(Bloomberg) -- The European Central Bank may have already started to taper its corporate-bond buying program, according to Deutsche Bank AG.
The rate of purchases under the Corporate Sector Purchase Programme fell 50 percent in April to about 700 million euros ($853 million) per week, down from 1.4 billion euros during the first quarter, Deutsche Bank said in a note published on Tuesday. That may mean the ECB is starting a “stealth taper” to wean the European bond market off the corporate debt purchases it began in June 2016 to prop up growth, Deutsche Bank said.
“Very little trimming has been applied to the CSPP so far and that might be a reason to start a gradual slowdown of corporate purchases a lot earlier in order to avoid too abrupt a stop,” Deutsche Bank strategist Michal Jezek, wrote. “If the weekly CSPP data release next Monday confirms this pattern, it will be hard to doubt that it is indeed what has happened.”
The ECB has purchased more than 150 billion euros of corporate debt since starting the program. After buoying the bond market over the past two years and squeezing yields, rising average borrowing costs this year suggest its impact may now be ebbing as purchases near a possible end in September.
The ECB already announced it would reduce purchases across its wider program, including sovereign, agency and covered bonds. In April last year it cut the pace of buying to 60 billion euros a month from 80 billion euros and reduced it further at the start of this year to 30 billion euros.

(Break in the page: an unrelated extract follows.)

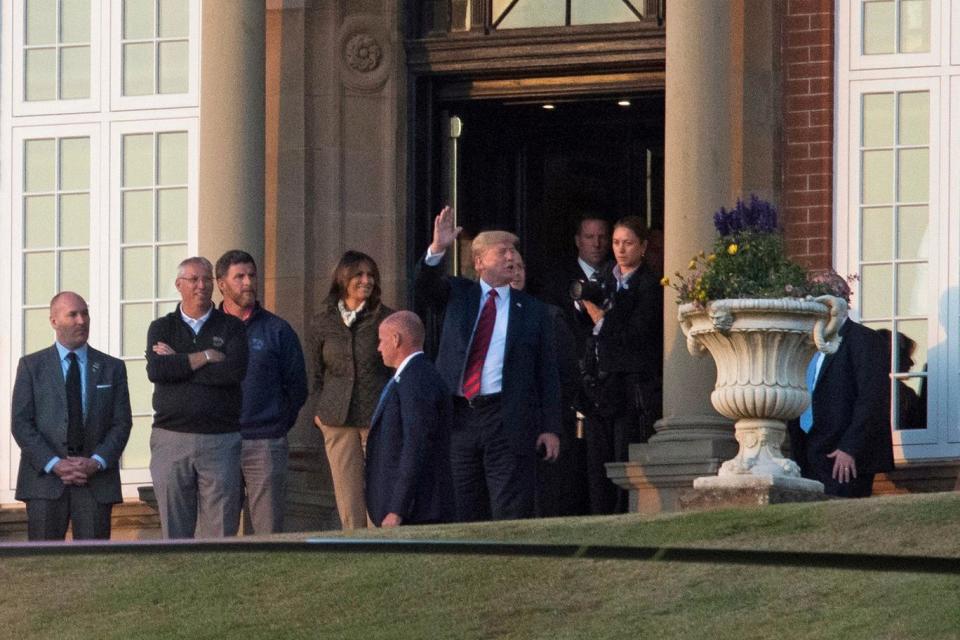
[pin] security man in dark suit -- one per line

It may still be too early to conclude the ECB has accelerated tapering of the CSPP even if purchases have slowed because the data is volatile, according to David Powell, senior euro-area economist at Bloomberg Economics.

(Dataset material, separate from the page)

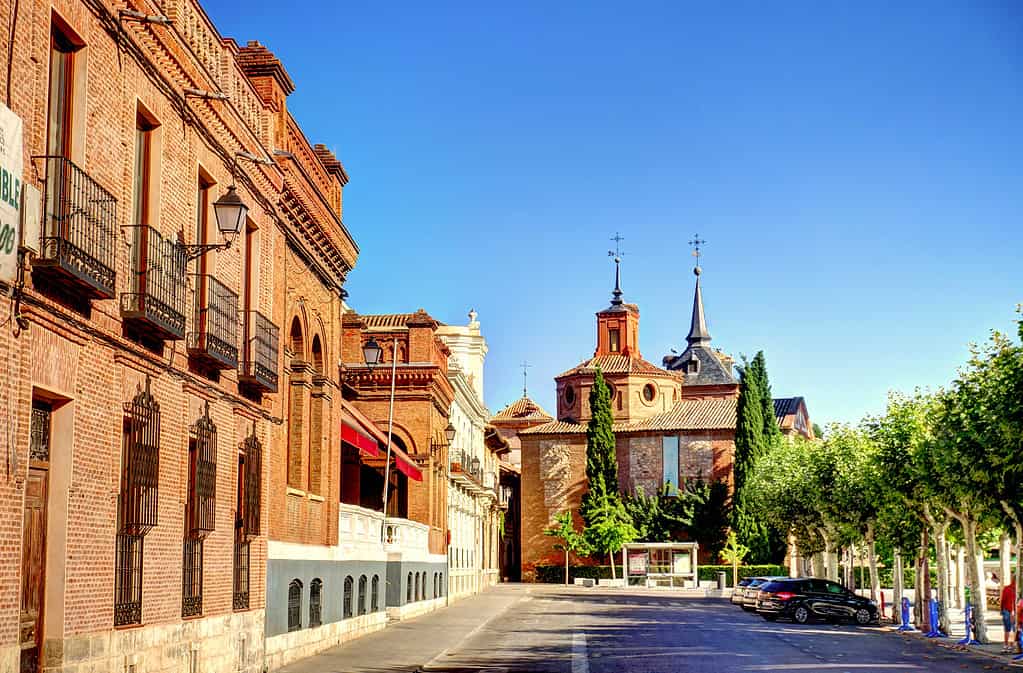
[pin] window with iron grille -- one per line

But investors are growing wary about an imminent end to the unprecedented rally in credit driven by the program. Bonds that are eligible for ECB purchases are already showing signs of losing a key pillar of support, according to Gordon Shannon, a money manager at TwentyFour Asset Management in London.
“There is an expectation of a taper,” said Shannon, whose firm oversees 10 billion pounds ($14 billion). “Bonds targeted by the ECB have suffered just as much volatility this year as the rest of the market. Previously, you wouldn’t have seen much reaction from debt that’s eligible for the purchases even as other areas sell off.”

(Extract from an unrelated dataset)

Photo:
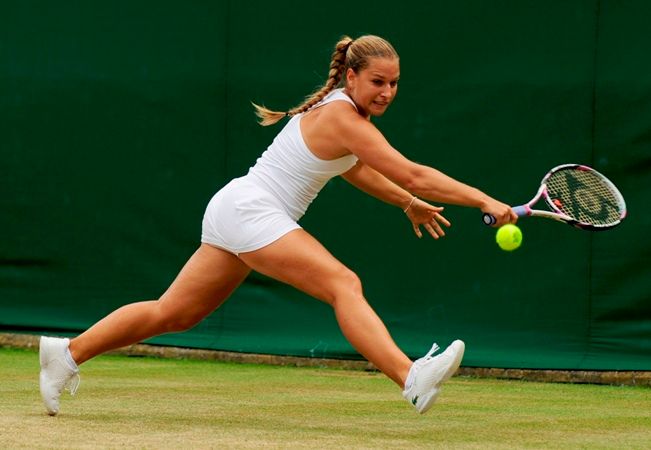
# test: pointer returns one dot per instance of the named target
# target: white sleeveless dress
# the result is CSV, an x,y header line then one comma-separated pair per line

The ECB has also been shifting its purchases toward new-issues rather than existing secondary bonds which has less impact on yields in the broader market, according to Jeroen van den Broek, ING Groep NV’s head of debt strategy and research.
In March, the ECB’s holdings of new corporate bonds increased by 3.6 billion euros, equivalent to 60 percent of its purchases that month. About 2.4 billion euros of notes were purchased in the secondary market, according to a breakdown on the ECB’s website.
The average yield on investment-grade corporate bonds rose to 0.94 percent yesterday, the highest since July, according to Bloomberg Barclays index data.
“CSPP will no longer be the stabilizer and squeeze catalyst to credit spreads,” said Van den Broek. “As the tapering process happens, less people will want to be invested in credit because the big buyer isn’t really there anymore.”